Well, by the way do you know some site where I can post "hackers" ip adresses to? That should be great! I really want to get those evil hackers reported!


----------



## Resolution (Sep 17, 2005)

There are no "ICMP ports" like there are with TCP or UDP. ICMP works on a different layer of the OSI Model. 

You shouldn't block all ICMP or you can cause some network problems. If you must block ICMP, then block it by "type". Here is a list of ICMP types. If your firewall is worth it's weight in gold, then it should be able to block ICMP types.
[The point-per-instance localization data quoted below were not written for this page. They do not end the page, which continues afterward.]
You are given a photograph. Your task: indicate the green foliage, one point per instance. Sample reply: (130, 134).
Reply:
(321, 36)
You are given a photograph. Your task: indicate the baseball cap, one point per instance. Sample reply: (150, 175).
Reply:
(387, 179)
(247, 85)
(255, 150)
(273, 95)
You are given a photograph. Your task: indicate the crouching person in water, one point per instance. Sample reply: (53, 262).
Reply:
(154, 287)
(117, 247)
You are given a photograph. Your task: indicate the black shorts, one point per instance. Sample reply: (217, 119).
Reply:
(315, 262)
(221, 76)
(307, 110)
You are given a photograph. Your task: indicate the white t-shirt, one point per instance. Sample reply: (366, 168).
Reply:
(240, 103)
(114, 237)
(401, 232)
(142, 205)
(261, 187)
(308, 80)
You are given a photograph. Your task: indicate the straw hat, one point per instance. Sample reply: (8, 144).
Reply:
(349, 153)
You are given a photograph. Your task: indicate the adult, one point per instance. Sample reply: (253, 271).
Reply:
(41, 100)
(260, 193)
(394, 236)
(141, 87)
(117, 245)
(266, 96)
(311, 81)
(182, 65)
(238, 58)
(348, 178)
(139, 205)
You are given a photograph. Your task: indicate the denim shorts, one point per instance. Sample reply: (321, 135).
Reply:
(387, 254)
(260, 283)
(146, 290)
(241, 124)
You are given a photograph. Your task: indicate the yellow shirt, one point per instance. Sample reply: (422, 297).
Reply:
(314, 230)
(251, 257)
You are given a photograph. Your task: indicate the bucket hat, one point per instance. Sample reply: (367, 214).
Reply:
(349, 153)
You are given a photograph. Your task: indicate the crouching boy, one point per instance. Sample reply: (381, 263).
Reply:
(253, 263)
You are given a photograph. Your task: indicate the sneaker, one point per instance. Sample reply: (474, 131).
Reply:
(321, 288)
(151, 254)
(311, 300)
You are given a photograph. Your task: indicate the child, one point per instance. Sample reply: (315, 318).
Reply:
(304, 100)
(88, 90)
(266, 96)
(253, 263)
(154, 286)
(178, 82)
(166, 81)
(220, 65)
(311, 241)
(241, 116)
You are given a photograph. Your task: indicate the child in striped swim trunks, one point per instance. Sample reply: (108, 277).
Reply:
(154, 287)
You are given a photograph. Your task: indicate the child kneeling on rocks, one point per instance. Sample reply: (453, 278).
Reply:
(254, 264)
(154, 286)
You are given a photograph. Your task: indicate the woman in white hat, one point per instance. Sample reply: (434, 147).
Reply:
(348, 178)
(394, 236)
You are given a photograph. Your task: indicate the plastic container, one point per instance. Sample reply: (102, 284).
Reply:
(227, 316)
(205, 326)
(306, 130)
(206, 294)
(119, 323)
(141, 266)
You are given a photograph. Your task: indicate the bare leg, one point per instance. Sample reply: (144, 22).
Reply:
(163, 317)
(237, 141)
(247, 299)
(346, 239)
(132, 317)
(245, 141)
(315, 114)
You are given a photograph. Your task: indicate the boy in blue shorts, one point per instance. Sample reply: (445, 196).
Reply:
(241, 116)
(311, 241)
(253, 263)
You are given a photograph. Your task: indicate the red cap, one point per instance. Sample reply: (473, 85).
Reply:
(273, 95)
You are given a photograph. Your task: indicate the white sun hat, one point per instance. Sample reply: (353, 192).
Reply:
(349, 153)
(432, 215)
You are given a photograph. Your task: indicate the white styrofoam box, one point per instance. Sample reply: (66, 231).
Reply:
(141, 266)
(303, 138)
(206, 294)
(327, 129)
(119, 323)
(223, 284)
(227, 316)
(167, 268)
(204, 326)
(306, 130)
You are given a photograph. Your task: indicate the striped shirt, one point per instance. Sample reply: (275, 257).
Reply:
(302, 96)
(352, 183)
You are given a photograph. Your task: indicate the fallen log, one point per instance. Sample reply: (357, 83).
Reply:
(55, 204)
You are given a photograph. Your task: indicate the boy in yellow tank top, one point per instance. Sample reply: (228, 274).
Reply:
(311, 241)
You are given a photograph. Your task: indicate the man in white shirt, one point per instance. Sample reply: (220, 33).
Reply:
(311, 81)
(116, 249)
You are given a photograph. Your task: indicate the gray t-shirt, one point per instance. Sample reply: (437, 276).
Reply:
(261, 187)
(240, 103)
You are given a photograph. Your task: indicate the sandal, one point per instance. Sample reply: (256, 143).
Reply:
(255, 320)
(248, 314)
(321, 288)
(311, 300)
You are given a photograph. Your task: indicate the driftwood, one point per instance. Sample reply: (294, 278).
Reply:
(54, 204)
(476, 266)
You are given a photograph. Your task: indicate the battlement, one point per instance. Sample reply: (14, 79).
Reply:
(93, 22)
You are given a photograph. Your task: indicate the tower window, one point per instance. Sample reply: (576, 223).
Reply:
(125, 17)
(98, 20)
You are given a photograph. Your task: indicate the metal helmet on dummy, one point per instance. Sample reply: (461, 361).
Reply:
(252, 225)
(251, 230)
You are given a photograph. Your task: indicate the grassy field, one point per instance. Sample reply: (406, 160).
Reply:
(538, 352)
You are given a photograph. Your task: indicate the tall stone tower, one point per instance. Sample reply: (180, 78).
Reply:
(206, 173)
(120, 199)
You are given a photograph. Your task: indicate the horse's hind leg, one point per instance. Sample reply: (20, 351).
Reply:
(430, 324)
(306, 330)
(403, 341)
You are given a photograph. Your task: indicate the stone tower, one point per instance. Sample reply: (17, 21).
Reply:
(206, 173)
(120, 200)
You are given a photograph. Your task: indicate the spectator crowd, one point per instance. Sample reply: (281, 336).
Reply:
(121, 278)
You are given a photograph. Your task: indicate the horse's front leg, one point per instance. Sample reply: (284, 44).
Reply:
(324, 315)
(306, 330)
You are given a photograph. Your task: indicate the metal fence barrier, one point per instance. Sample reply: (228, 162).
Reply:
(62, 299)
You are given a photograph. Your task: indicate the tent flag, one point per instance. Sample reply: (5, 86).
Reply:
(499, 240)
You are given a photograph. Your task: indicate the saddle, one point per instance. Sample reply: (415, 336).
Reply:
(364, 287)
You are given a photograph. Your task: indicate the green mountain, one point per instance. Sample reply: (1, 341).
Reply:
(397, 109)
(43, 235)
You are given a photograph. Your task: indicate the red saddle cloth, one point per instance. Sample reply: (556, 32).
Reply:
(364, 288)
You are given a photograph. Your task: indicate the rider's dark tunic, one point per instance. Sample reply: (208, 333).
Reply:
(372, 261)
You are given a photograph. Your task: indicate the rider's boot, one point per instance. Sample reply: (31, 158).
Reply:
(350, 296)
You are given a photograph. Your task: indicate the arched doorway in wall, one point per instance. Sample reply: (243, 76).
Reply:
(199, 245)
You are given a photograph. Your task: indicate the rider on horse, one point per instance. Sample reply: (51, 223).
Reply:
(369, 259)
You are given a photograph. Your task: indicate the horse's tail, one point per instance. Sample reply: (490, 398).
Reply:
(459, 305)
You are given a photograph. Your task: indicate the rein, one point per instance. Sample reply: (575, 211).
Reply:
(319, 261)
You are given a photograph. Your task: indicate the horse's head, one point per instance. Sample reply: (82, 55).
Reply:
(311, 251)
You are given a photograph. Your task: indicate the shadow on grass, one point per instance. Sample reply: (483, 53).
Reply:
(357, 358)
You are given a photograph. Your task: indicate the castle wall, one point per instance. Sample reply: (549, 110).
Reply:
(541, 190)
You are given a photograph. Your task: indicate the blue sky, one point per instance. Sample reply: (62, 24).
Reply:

To prevent people from pinging you, you should block ICMP type 8 (echo request) inbound, *or* ICMP type 0 (echo reply) outbound.


----------



## Zerk.Antihacker (Dec 19, 2005)

Resolution that sounds really great and that would solve my problem 
But how do I do it?


----------



## Zerk.Antihacker (Dec 19, 2005)

Well I have tried to fix some now.
I have closed ICMP ports for both "Office, Default, Home and Away"(My firewall got options for Office, Home, Away and Default). 
Still my computer responds to pings. Do you think you can fix a guide or something? Or maybe you could explain it for me  I am just 14 so I am not a pro  but it would be very kind of you if you could help me fix it


----------



## Zerk.Antihacker (Dec 19, 2005)

I am trying and trying and trying but I don't succeed! Please! Someone help me


----------



## Zerk.Antihacker (Dec 19, 2005)

Still I need help!!!
PLZ SOMEONE!!! HELP ME!!


----------



## Zerk.Antihacker (Dec 19, 2005)

Seems like no one wants to help me  Still the same problem...


----------